PREJUÍZO
RECORDE DE 5,1 MILHÕES DE EUROS NO ANO PASSADO
Público a
caminho dos cuidados intensivos financeiros
Pedro
Almeida Vieira
|
29/07/2025
https://paginaum.pt/2025/07/29/publico-a-caminho-dos-cuidados-intensivos-financeiros
Com o
sector dos media tradicionais à beira de um colapso sistémico, o jornal
Público, histórico título fundado em 1990 pelo Grupo Sonae, parece
encaminhar-se a passos largos para os cuidados intensivos financeiros.
Os
resultados de 2024 confirmam o agravamento da situação: mais de 5,1 milhões de
euros de prejuízo, um novo recorde negativo que supera mesmo os já alarmantes
resultados de 2023. Em apenas dois anos, as perdas acumuladas ascendem a 9,6
milhões de euros, o que corresponde a cerca de um terço dos 29,3 milhões de
prejuízos acumulados desde 2017.
O Público
nunca foi um jornal lucrativo. Desde a sua fundação, pautou-se por um
compromisso pessoal de Belmiro de Azevedo — fundador do império Sonae — que
aceitava suportar até dois milhões de euros de perdas anuais, numa lógica de
serviço cívico e reputacional.
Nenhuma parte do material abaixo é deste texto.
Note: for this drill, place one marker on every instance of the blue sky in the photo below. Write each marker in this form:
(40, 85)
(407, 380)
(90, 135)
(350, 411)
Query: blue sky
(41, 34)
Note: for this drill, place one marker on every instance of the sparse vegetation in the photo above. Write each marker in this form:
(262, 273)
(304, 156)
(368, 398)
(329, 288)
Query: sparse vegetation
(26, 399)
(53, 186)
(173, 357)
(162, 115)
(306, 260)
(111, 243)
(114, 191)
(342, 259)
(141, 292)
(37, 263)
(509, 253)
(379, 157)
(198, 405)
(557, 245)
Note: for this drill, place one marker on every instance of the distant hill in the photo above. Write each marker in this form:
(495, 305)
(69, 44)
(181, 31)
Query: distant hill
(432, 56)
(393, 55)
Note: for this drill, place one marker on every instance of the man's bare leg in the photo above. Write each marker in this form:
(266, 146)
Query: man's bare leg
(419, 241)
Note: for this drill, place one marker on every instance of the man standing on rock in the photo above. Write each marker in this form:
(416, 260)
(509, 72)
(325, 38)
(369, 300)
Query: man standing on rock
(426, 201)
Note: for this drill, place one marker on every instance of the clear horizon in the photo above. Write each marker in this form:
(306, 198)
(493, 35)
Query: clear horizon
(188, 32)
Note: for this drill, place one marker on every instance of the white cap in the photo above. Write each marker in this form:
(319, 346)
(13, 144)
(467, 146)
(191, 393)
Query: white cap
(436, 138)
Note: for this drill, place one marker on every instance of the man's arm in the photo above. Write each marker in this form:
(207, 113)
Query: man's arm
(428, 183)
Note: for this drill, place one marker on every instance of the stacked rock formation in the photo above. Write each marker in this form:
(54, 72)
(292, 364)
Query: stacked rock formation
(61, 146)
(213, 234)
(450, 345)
No entanto, desde a morte do empresário, e com a
profissionalização mais crua da gestão da Sonaecom, a tolerância ao insucesso
tem diminuído. E o jornal, que chegou a ser um símbolo de jornalismo moderno e
cosmopolita no pós-cavaquismo, tornou-se uma espécie de fardo ideológico com
retorno empresarial e reputacional nulo. ↓
Hoje, o
Público vende menos de 10 mil exemplares por dia em banca — número que o
próprio jornal esconde ou relativiza, enquanto promove campanhas de assinaturas
digitais inflacionadas, muitas delas associadas a parcerias pouco transparentes
com instituições públicas e privadas. A ilusão de crescimento digital
sustenta-se, em parte, em contas de acesso gratuito por protocolos com escolas,
universidades e autarquias, sem que tal se traduza em rentabilidade ou
fidelização efectiva de leitores.
Mas não é
apenas o modelo de negócio que está a colapsar. A credibilidade editorial do
jornal também tem sido posta em causa. Desde a direcção de Manuel Carvalho —
marcada por alinhamentos ideológicos e uma crescente promiscuidade entre
jornalismo e negócios — que a redacção vive momentos de tensão. A liderança de
David Pontes não só manteve esse rumo como o agravou, multiplicando as
participações do Público em eventos comerciais com contornos duvidosos, como
são exemplo as secções Azul, Terroir e Fugas.
Um dos
episódios mais embaraçosos foi recentemente sancionado pela Entidade Reguladora
para a Comunicação Social (ERC): a participação de David Pontes como moderador
em debates pagos pela autarquia de Penafiel e a Ordem dos Médicos Dentistas. A
erosão da independência editorial em troca de sobrevivência financeira arrisca
um colapso total.
A
situação do Público espelha o afundamento generalizado da imprensa tradicional
em Portugal, fruto, em muitos casos, de péssima gestão, como é o caso da
Impresa (como holding), ou de problemas de credibilidade.
Depois da
queda estrepitosa do grupo Trust in News — que ameaça o fim de publicações como
a Visão, a Exame ou o Jornal de Letras — seguem-se dificuldades visíveis no
grupo Impresa, apesar dos lucros ainda registados pela SIC e pela Impresa
Publishing em 2024. A venda falhada da sede da Impresa em Paço de Arcos foi
mais um sinal de alarme: uma tentativa de alienação imobiliária abortada por
irregularidades na cadeia de IVA, que colocou a nu os limites do recurso à
engenharia financeira para mascarar os desfalques operacionais.
Mas o
colapso pode não ficar por aqui. Nas próximas semanas, dois grupos estarão sob
especial atenção: a Global Notícias, que detém o Diário de Notícias, e a novel
empresa Notícias Ilimitadas, que adquiriu o Jornal de Notícias, O Jogo e a TSF.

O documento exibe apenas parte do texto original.